L’épris de liberté

L’élève-avocat de 25 ans, se lance avec ce qu’il est, avec ce qu’il croit, dans une aventure politique au service de ses concitoyens.

Ladislas

« Aime et fais ce qu’il te plait », la maxime de St Augustin le porte et l’emporte dans le tourbillon du quotidien. Il s’appelle Ladislas Skura, 25 ans, élève-avocat et candidat tête de liste aux municipales à Guyancourt (78).

De cette phrase antique, éminemment simple et puissante, il se nourrit pour avancer. L’amour comme unique cadrage avec lequel il se façonne.

« Détermination, Passion et Empathie. » Un rythme ternaire qui le définit. Ses passions sont multiples allant de son métier à la philosophie, en passant par le droit et surtout les gens. Ce féru de débats « adore échanger avec les autres ». Apprendre et grandir en découvrant. Sa dernière gourmandise ? Le dernier album de Benjamin Biolay, « un vrai poète » selon Ladislas.

Syncrétique, il se plait à approfondir des univers variés.

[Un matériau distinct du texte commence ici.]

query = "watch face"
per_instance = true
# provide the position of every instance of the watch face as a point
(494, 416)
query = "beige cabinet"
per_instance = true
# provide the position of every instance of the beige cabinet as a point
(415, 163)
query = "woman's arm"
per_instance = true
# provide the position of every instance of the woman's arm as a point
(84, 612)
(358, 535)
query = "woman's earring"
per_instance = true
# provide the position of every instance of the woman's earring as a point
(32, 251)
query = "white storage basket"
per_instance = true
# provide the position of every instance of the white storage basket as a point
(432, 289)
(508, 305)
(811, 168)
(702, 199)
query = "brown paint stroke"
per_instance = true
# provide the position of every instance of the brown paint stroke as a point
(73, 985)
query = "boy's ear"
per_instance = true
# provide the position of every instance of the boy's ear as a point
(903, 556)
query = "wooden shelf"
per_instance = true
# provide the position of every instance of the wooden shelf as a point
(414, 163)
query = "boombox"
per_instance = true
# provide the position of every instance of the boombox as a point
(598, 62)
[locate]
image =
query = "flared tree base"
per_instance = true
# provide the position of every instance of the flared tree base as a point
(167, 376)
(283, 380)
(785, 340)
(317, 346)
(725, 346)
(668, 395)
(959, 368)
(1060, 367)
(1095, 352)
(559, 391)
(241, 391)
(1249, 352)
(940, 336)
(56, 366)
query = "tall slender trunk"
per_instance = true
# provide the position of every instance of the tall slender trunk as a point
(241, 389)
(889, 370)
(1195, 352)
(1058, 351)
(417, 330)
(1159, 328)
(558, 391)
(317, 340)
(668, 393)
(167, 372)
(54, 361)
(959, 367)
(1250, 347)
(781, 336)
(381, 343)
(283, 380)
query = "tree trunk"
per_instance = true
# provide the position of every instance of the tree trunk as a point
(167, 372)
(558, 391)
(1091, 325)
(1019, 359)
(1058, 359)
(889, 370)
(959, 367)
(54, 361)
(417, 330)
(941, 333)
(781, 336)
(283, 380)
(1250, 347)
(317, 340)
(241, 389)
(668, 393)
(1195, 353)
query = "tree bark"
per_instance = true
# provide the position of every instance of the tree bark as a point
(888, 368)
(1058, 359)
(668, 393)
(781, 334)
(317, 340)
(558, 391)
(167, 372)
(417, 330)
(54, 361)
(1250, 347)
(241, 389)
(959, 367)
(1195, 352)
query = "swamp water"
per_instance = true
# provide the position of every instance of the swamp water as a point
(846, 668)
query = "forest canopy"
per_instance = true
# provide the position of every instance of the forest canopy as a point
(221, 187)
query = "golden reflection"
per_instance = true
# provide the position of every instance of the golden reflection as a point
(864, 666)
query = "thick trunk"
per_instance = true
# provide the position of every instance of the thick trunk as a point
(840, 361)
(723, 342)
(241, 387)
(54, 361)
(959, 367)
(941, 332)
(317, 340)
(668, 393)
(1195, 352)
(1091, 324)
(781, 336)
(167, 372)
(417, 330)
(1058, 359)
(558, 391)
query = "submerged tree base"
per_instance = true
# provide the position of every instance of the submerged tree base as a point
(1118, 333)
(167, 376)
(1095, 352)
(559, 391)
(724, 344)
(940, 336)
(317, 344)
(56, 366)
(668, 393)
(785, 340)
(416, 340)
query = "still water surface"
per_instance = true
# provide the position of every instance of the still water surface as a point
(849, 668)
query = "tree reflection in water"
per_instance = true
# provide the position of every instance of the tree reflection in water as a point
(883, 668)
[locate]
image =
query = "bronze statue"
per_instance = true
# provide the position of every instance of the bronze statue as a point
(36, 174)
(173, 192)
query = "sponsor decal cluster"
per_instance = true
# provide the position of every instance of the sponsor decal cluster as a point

Avec un enthousiasme certain, Ladislas évoque la piscine municipale de Guyancourt pratiquée en compétition lors de ses années de brassiste. D’un ton amusé, il déclare « je vais là où je m’éclate ! ». Les sentiers battus, les figures imposées ne sont pas son truc. Bien au contraire, se refusant de céder au normatif, il délaisse la voie royale pour la singularité. Définitivement, il avance, de façon indépendante avec sa soif de défi et de challenge.

Et justement la politique, un défi de plus ? Il est affirmatif. Pour le candidat UMP de Guyancourt : « Tout le paysage politique est à construire ici ». Et il y attache de l’importance. Ce lieu lui est particulièrement cher, « c’est ma ville » insiste-t-il. « J’y suis né, j’y ai ma famille, mes amis, j’ai grandi ici. Je suis un enfant de Guyancourt ». Le Guyancourtois entend porter haut les valeurs de sa ville. Avec une empathie certaine, il se confie sur ses difficultés passées, une enfance heureuse mais compliquée. Il se confie volontiers aussi sur ce qui l’anime, le pousse à se dépasser toujours davantage. Un moment qui le porte ? Instinctivement, il répond « le terrain ». Cette sincérité mise au service des gens, cette leçon où chaque jour est synonyme de remise en question, d’apprentissage. Car l’envie d’apprendre, il connait.

Le mot travail ne l’effraie pas. Bien au contraire. Un brillant parcours : la Sorbonne, Assas, puis il décroche le Barreau parisien, « sa fierté ». Et un tremplin, « le début d’une nouvelle aventure ». Un chemin de vie qu’il écrit, peu à peu. D’ailleurs, l’écriture, il n’y est pas insensible. Le grain des mots l’émeut. Les mots mais aussi les idées. Il cite Max Weber, mais aussi cette grande Dame : Hannah Arendt « pour ce qu’elle est, son histoire, son œuvre et son travail... ». Fin littéraire, il est adepte de l’histoire politique. Il avoue avoir particulièrement étudié Le Prince de Nicolas Machiavel dont les textes résonnent dans son quotidien. Nourri de ces grandes figures, il entend être acteur de sa vie en se moquant des paillettes et des standards. Il préfère placer ses convictions au-dessus de tout. « Si tu ne vas pas au bout de tes convictions, c’est raté », lance-t-il.

Des convictions  et des émotions. L’art, la photographie ne le laisse pas indifférent. L’émotion est là. Un petit plaisir culinaire du quotidien ? Il ne cite aucuns plats grandiloquents. Bien au contraire, il me répond un met d’une simplicité extrême : « du pain », avec quelques « carrés de chocolats amers » lance-t-il amusé. D’ailleurs, il sourit à maintes reprises dans la vie de tous les jours. « Le sourire, c’est important, c’est la chaleur humaine ». Et ce sourire est encore là, lorsqu’il évoque la mythique ville de New-York. Un lieu dont il n’a pas encore perçu le mystère, « c’est peut-être pour cela d’ailleurs qu’elle me plait tant ? ». Il s’interroge quelques instants. Cette ville pour ce qu’elle représente, le symbole de l’accueil, de l’aventure, une ville universelle et cosmopolite. Un endroit, où le paraitre importe peu, où l’on va au-delà des idées reçues. Les gens y sont libres, la chaleur humaine est permanente. Un tremplin pour trouver l’essence : « cette moelle secrète de la vie qui git dans le cœur ». Ce qui le rend heureux ? « Un diner avec ma maman, ma sœur et mes amis ». Avec une intégrité et un courage certain, Ladislas Skura saisit l’instant présent avec intensité. D’ailleurs, le prénom « Ladislas » signifie en slave « chef victorieux », une coïncidence?